Nous n’aurons pas l’outrecuidance de parler de l’efficacité (ou non) des mesures que promeuvent ceux qui prononcent ces discours car nous n’en avons pas les compétences et nous sommes plutôt enclins à faire confiance au comité scientifique créé à cet effet. Mais nous pouvons dire que certaines de ces mesures interrogent sur le risque encouru par la démocratie si elles se prolongent (remise en cause des bases du droit du travail, contrôle permanent de la population, surveillance par géo localisation…). Là aussi, nous ne pouvons que parier sur l’avenir et la capacité de nos instances démocratiques à résister à toute dérive éventuelle.
Pourtant, dans ce fatras d’inquiétantes interventions (« on est en guerre »), d’approximations (« certains veulent casser l’unité nationale »), d’affichage d’un mépris souverain (« les enseignants qui n’ont rien à faire peuvent aller aider les paysans à ramasser les fraises »), d’accusations (« certains se conduisent mal »), deux interventions montrent la fragilité des institutions, qu’il s’agisse de la litanie de remerciements aux services publics de la part du Premier Ministre le 27 mars (alors qu’ils voulaient en privatiser certains) ou encore l’intervention du Président de la République sur la pertinence de services publics performants car correspondant à notre ADN républicain.
Car, reconnaissons-le, cette crise aura au moins un effet positif : le chef de l’État s’est rendu compte de l’importance d’avoir des services publics, composés de personnel agissant pour l’intérêt collectif, dépassant les seules considérations financières, œuvrant pour le bien commun.
Services publics et intérêt général
Nous voyons bien ce qui compose la force d’une véritable république démocratique : avoir les moyens d’une politique publique offrant à tous, égalitairement, des biens et services portés par des structures ayant pour vocation l’intérêt général et le bien commun.

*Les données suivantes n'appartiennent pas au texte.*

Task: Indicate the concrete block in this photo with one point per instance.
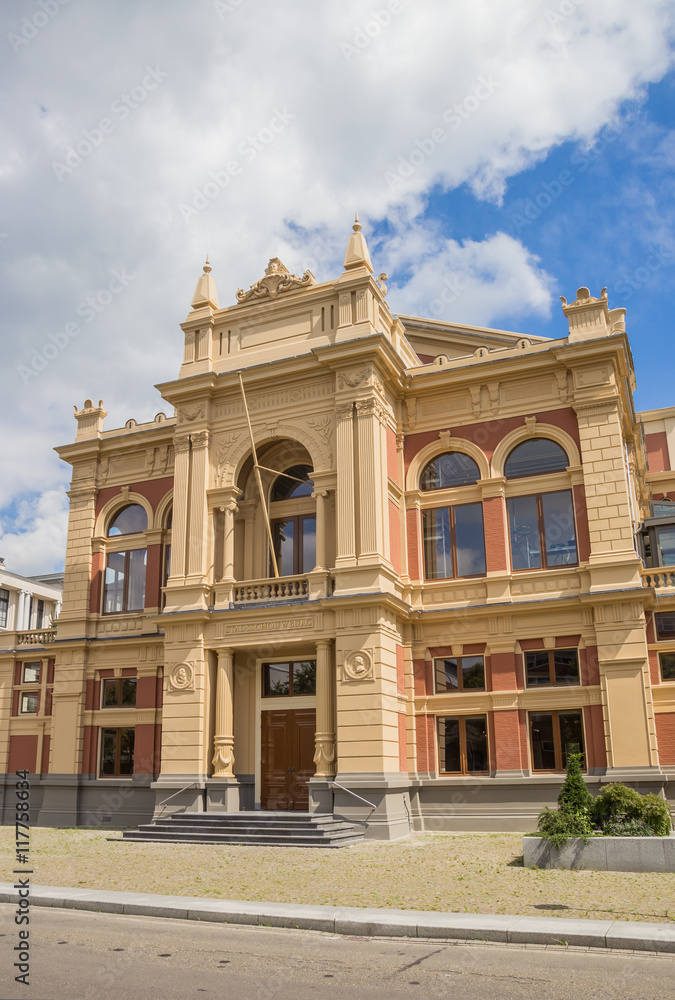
(559, 930)
(641, 936)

Lundi 16 mars, Emmanuel Macron a assuré que « beaucoup de certitudes » et de « convictions » sont « remises en cause » dans « cette période » : « Agissons avec force mais retenons cela : le jour d’après, quand nous aurons gagné, ce ne sera pas un retour au jour d’avant. Nous serons plus forts moralement, nous aurons appris et je saurai aussi avec vous en tirer toutes les conséquences » (1). Il interroge alors notre modèle de société néolibéral qui privilégie le gain individuel au détriment d’une vision collective de développement, soulignant alors l’importance de « notre État-providence » considéré comme l'un « des atouts indispensables quand le destin frappe » : « Ce que révèle cette pandémie, c’est qu’il est des biens et des services qui doivent être placés en dehors des lois du marché ». Il est allé jusqu'à promettre des « décisions de rupture », dans « les prochaines semaines et les prochains mois », au service d'une « France » et d'une « Europe souveraine ». Si ces paroles ne sont pas vaines, elles montrent un changement profond d’orientation, dans un pays qui souffre depuis plusieurs années, d’une politique dans laquelle les services publics sont malmenés et les entreprises publiques démantelées.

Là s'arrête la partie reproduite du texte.